TCS met analyst expectations for the three months to March 31, 2012, generating profits of Rs 2,932.4 crore, up 1.6 per cent over the previous quarter. Revenues, nevertheless, were only marginally up at Rs 13,259.3 crore. For the full year 2011/12, the company pulled in a topline of Rs 48,894 crore, a spike of 31 per cent over the previous year.
But what will cheer the markets is the company's commentary on the
demand environment this year. The firm plans to hire 50,000 employees in year 2012-13 and will be doling out wage hikes in the range of eight per cent. While TCS does not provide full year guidance, CEO N Chandrasekaran said that the firm's results would come ahead of industry lobby
Nasscom 's projections of 11-14 per cent growth for 2012/13. Infosys, in contrast, had guided to a growth of 8-10 per cent.

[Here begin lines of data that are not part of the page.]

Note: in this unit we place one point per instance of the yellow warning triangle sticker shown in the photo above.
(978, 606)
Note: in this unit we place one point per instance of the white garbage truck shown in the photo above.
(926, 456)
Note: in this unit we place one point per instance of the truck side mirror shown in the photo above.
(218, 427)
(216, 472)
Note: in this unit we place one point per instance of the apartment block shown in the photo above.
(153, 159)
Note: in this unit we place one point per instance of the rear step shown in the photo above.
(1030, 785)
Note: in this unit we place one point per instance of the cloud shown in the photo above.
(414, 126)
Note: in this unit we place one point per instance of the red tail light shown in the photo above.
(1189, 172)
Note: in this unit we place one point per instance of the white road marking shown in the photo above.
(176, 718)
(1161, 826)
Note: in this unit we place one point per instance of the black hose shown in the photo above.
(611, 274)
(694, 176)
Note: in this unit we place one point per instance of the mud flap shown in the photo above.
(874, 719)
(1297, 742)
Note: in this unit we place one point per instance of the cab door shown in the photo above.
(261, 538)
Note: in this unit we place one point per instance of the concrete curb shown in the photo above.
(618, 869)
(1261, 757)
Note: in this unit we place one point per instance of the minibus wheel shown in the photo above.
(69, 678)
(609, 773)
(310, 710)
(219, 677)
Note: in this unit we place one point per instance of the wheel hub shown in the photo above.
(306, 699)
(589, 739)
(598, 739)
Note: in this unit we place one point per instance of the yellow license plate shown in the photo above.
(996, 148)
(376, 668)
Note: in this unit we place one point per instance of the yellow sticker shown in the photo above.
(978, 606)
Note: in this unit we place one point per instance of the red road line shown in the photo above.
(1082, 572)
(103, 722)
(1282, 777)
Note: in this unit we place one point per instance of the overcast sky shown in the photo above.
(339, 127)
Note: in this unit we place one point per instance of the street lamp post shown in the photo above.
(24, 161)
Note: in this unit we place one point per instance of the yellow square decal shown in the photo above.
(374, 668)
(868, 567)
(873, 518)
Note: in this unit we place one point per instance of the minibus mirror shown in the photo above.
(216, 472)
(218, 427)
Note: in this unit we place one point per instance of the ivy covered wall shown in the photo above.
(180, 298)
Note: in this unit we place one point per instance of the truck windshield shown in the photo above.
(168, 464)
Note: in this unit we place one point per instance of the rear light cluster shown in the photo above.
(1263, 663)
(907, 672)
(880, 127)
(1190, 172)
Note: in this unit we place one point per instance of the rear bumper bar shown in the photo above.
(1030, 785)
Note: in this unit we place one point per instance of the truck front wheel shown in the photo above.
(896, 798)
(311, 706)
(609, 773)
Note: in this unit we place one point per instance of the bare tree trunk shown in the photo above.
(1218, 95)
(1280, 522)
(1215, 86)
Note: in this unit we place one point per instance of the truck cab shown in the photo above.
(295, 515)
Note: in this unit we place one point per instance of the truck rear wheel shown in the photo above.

"The deal momentum is good, the closures are good and so is the pipeline. Next year will be a good year. The pricing is stable," the CEO said during a press conference in Mumbai.
TCS now has increased its revenue lead over
Infosys. The topline lead now stands at a staggering Rs 15,160 crore. In 2006/07, the revenue difference between the two firms was just Rs 4,792 crore. TCS has been consistently growing faster and in 2011/12 grew at 31 per cent versus Infosys that managed a full year growth rate of 23 per cent.
An executive from a rival top tier company had this to comment post the announcement: "TCS has understood operating in the new normal. They have cracked the code."
Commenting on the results, Dipen Shah, analyst with Kotak Securities said that the 3.3 per cent volume growth that the firm reported in Q4 was encouraging in a tough macro environment. "The management is also pretty confident of growing above the NASSCOM average growth rate for 2012/13. We understand the company has adequate visibility on customer spends and its own market share within that spend. TCS remains our preferred pick in the large cap space," he said.
Shares of TCS closed 2.77 per cent down on the BSE at Rs 1,059.25 on Monday.